Spy Webs in Asia Spread Into Trade

CIA double agents have become Chinese satellite dishes and Kremlin moles a Japanese infrared beam.

The world's new hotbed of espionage, front companies, and Aldrich Ames-style bribes are in Asia. The good old days of Soviet operatives and American informants are being overtaken by the bad new days of Chinese scientists and Japanese technicians.

''Intelligence spending in Asia doubled from the mid-1980s to the mid-1990s,'' says Desmond Ball, an intelligence expert at the Australian National University's Strategic and Defense Studies Center in Canberra. ''Budgets are going up everywhere.''

Espionage activity is growing faster in Asia than in any other part of the world, according to Mr. Ball. The United States and Australia, for instance, got caught in May bugging the Chinese embassy in Canberra.

And spying in Asia is increasingly focused on economic intelligence. Instead of probing Soviet and Chinese nuclear-missile sites, spies are helping their countries gain bargaining positions in trade talks and assisting their businesses in contract negotiations.

President Clinton reportedly ordered the Central Intelligence Agency recently to make a top priority of spying on rivals involved in trade talks with the US. US trade representative Mickey Kantor reportedly used CIA information in this spring's auto trade talks with Japan

Analysts say the US spying on China in Australia illustrates how much intelligence gathering is changing in the post-cold-war era. The Australian government has not confirmed the allegations, but according to published reports, Australian intelligence agents and US operatives planted dozens of bugs in the new multimillion-dollar Chinese embassy that opened in Canberra in 1992.

The disclosures set off a firestorm of protest - not from the Chinese, but from Australian critics. According to published reports, disgruntled Australian agents said data picked up from the embassy was first being given the US National Security Agency for translation and analysis, and then was only passed on in part to Australian intelligence.

Why help a competitor?

Critics were furious that one of Australia's biggest economic competitors, the US, had access to secret trade talks held between Australian and Chinese officials in the embassy. China's markets, where US and Australian companies compete, has become the equivalent of missile technology. ''I don't think all of the [Australian] intelligence services are able to distinguish our needs from the needs of the US,'' says John Walker, an Australian defense analyst. ''It is an understatement to say the US is actively intruding in markets we are interested in.''

Another story was leaked that painted Australia as the victim of espionage throughout Asia and the world. Intelligence officials said listening devices or evidence of espionage were found in Australian embassies or residencies in at least nine countries - Indonesia, Burma, Vietnam, Turkey, rump Yugoslavia, Poland, China, Russia, and Brazil.

The most spectacular case involved the Japanese bugging of the Australian embassy in Jakarta, the Indonesian capital. An infrared beam was being directed on a window in the embassy from 600 yards away to eavesdrop on conversations inside. Australian diplomats throughout East Asia were called home for a special security briefing.

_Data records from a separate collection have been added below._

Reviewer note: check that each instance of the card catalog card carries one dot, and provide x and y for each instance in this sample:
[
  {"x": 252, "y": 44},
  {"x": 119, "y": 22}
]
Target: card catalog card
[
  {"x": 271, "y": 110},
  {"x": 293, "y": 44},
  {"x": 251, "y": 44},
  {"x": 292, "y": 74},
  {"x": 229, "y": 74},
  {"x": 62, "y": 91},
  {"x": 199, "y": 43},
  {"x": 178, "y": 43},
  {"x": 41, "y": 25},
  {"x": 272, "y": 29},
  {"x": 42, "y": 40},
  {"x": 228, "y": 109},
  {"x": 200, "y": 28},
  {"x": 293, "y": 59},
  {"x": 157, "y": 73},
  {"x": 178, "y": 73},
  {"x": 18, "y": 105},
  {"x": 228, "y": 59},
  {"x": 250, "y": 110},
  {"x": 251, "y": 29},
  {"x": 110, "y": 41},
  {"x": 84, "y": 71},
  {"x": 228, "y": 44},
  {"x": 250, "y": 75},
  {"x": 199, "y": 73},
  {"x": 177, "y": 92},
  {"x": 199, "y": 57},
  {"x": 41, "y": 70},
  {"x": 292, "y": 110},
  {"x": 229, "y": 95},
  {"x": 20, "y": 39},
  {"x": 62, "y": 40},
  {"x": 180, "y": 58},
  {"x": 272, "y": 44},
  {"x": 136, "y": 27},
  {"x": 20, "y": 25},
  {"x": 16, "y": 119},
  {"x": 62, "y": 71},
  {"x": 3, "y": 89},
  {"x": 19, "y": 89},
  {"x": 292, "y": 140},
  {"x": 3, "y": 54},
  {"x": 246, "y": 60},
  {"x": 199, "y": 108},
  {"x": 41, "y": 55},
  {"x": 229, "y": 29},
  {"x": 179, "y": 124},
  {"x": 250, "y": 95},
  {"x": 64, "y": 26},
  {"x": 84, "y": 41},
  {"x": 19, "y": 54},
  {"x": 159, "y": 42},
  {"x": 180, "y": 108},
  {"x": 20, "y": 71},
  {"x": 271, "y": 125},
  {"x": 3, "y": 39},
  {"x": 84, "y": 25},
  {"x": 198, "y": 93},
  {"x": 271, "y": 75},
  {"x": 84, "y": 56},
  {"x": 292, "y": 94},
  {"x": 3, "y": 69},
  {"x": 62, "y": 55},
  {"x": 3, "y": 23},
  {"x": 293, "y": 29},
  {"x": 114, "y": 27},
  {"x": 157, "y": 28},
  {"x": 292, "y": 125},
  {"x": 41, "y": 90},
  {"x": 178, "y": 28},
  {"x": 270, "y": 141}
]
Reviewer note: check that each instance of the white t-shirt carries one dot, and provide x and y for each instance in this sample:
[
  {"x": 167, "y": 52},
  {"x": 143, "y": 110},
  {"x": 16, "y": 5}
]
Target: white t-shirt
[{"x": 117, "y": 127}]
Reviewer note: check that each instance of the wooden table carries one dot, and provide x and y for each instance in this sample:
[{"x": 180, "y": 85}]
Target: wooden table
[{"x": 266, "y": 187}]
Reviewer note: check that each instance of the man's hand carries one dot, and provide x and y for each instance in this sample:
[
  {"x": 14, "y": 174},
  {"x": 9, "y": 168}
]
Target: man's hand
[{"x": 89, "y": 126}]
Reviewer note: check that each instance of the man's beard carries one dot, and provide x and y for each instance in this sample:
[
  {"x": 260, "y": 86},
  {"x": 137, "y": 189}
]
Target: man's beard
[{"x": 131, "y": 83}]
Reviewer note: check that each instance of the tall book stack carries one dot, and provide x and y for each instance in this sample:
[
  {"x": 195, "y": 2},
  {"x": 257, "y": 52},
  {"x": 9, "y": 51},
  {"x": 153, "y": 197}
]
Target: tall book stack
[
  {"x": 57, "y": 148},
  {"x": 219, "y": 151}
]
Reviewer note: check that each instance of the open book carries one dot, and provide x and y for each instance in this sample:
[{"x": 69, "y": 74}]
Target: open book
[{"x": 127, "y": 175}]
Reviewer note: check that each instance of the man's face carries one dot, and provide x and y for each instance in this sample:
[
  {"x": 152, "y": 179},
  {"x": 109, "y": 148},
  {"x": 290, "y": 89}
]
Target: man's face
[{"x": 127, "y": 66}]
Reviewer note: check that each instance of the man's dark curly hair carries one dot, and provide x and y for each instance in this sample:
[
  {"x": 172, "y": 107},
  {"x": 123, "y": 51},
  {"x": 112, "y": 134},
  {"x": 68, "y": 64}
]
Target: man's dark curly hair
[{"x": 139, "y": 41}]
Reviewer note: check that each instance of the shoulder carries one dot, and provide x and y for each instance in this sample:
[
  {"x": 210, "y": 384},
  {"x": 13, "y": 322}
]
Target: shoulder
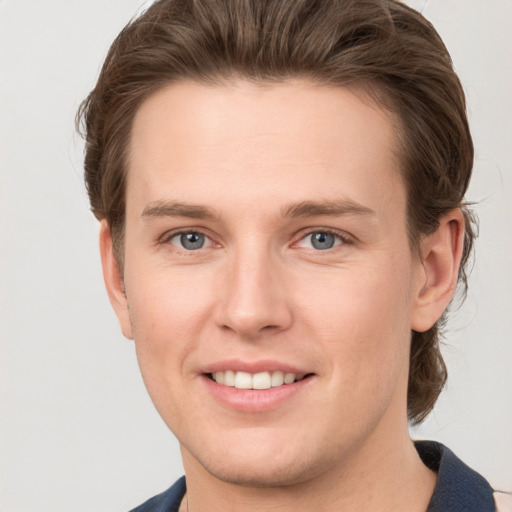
[
  {"x": 167, "y": 501},
  {"x": 459, "y": 488}
]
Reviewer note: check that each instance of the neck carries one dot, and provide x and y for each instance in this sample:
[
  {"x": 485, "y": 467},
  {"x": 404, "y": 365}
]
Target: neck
[{"x": 376, "y": 477}]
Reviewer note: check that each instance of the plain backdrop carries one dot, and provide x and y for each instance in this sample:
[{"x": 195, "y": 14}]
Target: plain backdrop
[{"x": 78, "y": 433}]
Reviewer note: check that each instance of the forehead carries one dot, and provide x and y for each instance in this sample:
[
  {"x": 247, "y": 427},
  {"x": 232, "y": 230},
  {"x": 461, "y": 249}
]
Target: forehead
[{"x": 294, "y": 141}]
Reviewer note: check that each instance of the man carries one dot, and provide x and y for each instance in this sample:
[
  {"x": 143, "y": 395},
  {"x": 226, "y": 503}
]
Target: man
[{"x": 280, "y": 186}]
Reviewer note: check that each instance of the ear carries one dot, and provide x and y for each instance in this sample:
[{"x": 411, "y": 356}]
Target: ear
[
  {"x": 441, "y": 253},
  {"x": 114, "y": 280}
]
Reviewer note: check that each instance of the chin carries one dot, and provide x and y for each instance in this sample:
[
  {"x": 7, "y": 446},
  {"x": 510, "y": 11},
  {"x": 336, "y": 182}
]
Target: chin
[
  {"x": 259, "y": 465},
  {"x": 267, "y": 474}
]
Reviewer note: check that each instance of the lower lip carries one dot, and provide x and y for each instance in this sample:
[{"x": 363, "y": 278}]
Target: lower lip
[{"x": 255, "y": 400}]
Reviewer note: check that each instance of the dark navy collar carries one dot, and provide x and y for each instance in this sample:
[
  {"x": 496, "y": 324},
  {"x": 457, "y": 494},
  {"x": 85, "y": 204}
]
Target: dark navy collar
[{"x": 458, "y": 488}]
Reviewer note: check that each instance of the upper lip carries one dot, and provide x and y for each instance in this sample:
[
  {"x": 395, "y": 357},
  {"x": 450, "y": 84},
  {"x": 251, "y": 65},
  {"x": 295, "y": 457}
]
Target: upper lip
[{"x": 264, "y": 365}]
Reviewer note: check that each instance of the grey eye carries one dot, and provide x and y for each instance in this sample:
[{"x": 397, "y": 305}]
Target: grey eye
[
  {"x": 191, "y": 241},
  {"x": 322, "y": 241}
]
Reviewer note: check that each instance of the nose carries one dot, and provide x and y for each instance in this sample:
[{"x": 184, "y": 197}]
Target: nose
[{"x": 253, "y": 296}]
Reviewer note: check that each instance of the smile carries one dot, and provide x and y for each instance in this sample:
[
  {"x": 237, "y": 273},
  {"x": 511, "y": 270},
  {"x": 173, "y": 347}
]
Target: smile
[{"x": 261, "y": 380}]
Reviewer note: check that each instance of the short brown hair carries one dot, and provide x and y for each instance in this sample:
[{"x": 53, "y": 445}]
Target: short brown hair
[{"x": 381, "y": 47}]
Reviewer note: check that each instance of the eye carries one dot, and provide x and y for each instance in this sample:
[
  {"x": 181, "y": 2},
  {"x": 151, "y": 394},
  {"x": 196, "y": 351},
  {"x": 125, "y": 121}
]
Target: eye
[
  {"x": 321, "y": 240},
  {"x": 190, "y": 241}
]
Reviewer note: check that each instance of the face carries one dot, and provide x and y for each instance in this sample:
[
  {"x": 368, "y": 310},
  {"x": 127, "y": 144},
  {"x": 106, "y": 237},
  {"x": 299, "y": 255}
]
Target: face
[{"x": 269, "y": 281}]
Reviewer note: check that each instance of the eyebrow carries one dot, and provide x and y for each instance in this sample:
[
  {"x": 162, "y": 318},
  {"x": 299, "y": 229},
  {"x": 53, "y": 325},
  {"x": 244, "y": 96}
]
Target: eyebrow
[
  {"x": 302, "y": 209},
  {"x": 157, "y": 209},
  {"x": 331, "y": 208}
]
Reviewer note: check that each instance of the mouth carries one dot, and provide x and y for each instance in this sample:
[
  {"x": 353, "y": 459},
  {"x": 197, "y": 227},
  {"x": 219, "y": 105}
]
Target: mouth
[{"x": 258, "y": 381}]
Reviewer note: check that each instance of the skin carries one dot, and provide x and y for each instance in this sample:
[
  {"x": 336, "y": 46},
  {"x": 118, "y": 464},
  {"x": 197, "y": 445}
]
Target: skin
[{"x": 256, "y": 157}]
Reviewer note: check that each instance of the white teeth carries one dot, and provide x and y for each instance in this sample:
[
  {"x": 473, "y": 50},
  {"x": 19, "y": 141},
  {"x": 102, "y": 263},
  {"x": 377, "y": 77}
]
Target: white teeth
[
  {"x": 289, "y": 378},
  {"x": 262, "y": 380},
  {"x": 229, "y": 378},
  {"x": 277, "y": 379},
  {"x": 243, "y": 380}
]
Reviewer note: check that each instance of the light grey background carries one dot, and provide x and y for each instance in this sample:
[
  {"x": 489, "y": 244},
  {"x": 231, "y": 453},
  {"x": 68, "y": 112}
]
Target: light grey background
[{"x": 78, "y": 432}]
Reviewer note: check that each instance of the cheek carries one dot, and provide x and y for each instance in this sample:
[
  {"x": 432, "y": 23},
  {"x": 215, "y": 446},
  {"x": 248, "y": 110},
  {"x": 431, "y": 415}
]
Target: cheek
[{"x": 362, "y": 319}]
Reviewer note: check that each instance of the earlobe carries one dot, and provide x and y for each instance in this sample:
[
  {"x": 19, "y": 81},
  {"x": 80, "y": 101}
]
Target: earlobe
[
  {"x": 441, "y": 254},
  {"x": 114, "y": 280}
]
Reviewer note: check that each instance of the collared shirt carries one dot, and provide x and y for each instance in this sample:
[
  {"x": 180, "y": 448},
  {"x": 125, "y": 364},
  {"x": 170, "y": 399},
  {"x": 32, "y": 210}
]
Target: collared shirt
[{"x": 458, "y": 488}]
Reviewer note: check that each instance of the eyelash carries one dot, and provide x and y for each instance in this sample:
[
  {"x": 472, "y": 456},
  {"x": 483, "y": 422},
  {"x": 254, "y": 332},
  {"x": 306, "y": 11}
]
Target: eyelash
[{"x": 341, "y": 236}]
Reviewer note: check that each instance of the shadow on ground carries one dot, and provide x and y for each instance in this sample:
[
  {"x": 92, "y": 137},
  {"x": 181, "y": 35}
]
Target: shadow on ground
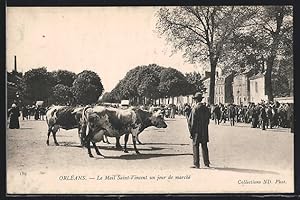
[
  {"x": 141, "y": 156},
  {"x": 241, "y": 170}
]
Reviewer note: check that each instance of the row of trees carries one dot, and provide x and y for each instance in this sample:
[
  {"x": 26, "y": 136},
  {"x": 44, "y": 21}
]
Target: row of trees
[
  {"x": 60, "y": 87},
  {"x": 152, "y": 82},
  {"x": 229, "y": 37}
]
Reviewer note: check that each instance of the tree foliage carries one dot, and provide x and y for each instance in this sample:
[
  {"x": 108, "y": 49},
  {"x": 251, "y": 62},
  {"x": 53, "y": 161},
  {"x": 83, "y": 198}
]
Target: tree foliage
[
  {"x": 266, "y": 41},
  {"x": 64, "y": 77},
  {"x": 196, "y": 83},
  {"x": 61, "y": 95},
  {"x": 87, "y": 87},
  {"x": 202, "y": 31},
  {"x": 38, "y": 84},
  {"x": 172, "y": 83}
]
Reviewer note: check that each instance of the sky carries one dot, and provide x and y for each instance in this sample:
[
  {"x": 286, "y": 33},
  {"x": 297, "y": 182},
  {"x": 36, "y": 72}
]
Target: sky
[{"x": 107, "y": 40}]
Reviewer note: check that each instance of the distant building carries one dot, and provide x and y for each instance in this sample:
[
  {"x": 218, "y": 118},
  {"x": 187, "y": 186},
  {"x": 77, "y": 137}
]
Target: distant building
[
  {"x": 223, "y": 89},
  {"x": 257, "y": 88},
  {"x": 206, "y": 83},
  {"x": 241, "y": 87}
]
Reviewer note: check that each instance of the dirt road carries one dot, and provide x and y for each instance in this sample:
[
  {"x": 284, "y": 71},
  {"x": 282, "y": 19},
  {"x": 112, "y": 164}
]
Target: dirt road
[{"x": 241, "y": 157}]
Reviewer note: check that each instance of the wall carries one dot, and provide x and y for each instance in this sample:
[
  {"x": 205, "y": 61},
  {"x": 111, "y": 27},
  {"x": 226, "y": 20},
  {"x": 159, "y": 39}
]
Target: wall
[{"x": 257, "y": 90}]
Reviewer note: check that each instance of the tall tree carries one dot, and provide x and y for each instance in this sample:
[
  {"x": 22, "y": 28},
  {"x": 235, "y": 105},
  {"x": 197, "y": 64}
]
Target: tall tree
[
  {"x": 172, "y": 83},
  {"x": 87, "y": 87},
  {"x": 64, "y": 77},
  {"x": 274, "y": 23},
  {"x": 61, "y": 95},
  {"x": 202, "y": 32},
  {"x": 195, "y": 80},
  {"x": 38, "y": 84}
]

Ball says that as Asian countries grow in economic power, intelligence budgets are being boosted and the vast majority of new spending involves ''signals intelligence'' - spookspeak for eavesdropping. Since the mid-1980s, Japan, China, India, and Australia have emerged as eavesdropping leaders in the region. In Southeast Asia, Australia has the most extensive signal intelligence system while Singapore has the most sophisticated, says Ball.

Activity in Australia, where the defense intelligence directorate has doubled in size from 1,000 to 2,000 people since 1981, is in some ways indicative of changes in the region. Australia opened a new eavesdropping station on its northern coast in 1988 to monitor Indonesian satellite traffic. A new $250 million station in western Australia opened in 1993 to track Chinese satellites. The new facility replaces a joint British-Australian listening post in Hong Kong that will be lost to China in 1997.

Japan has two ground monitoring stations on its northern islands, while China has two ground stations and three new Chinese-made ground monitoring stations in Burma.

Ball cautions that most of the intelligence being gathered in Asia still revolves around military and political issues. All China's neighbors are eagerly tracking its military. Insurgent movements, such as Indonesia's fight to maintain control of East Timor, also keep intelligence agencies busy.

Distrust of businesses

Some former intelligence officials, echoing some Clinton administration critics in the US, warn that Australian intelligence should not get involved in economic spying and would be ineffective at it. ''If you get information, which company do you give it to? Like any intelligence, how do you act on it without revealing its source and do you trust a company to not act so openly that they reveal the source,'' says the former Australian intelligence official.

Australian officials were caught flat-footed by the embassy incident. Foreign Minister Gareth Evans has since touted the country's attempts to integrate more with Asia and vowed to reshape Australia's intelligence agencies to serve Australia's interests - not America's.

But Australian critics say the scandal shows that Australian intelligence, originally started as a branch of Britain's MI-6 in the 1950s, is still wedded to cold-war notions of intelligence.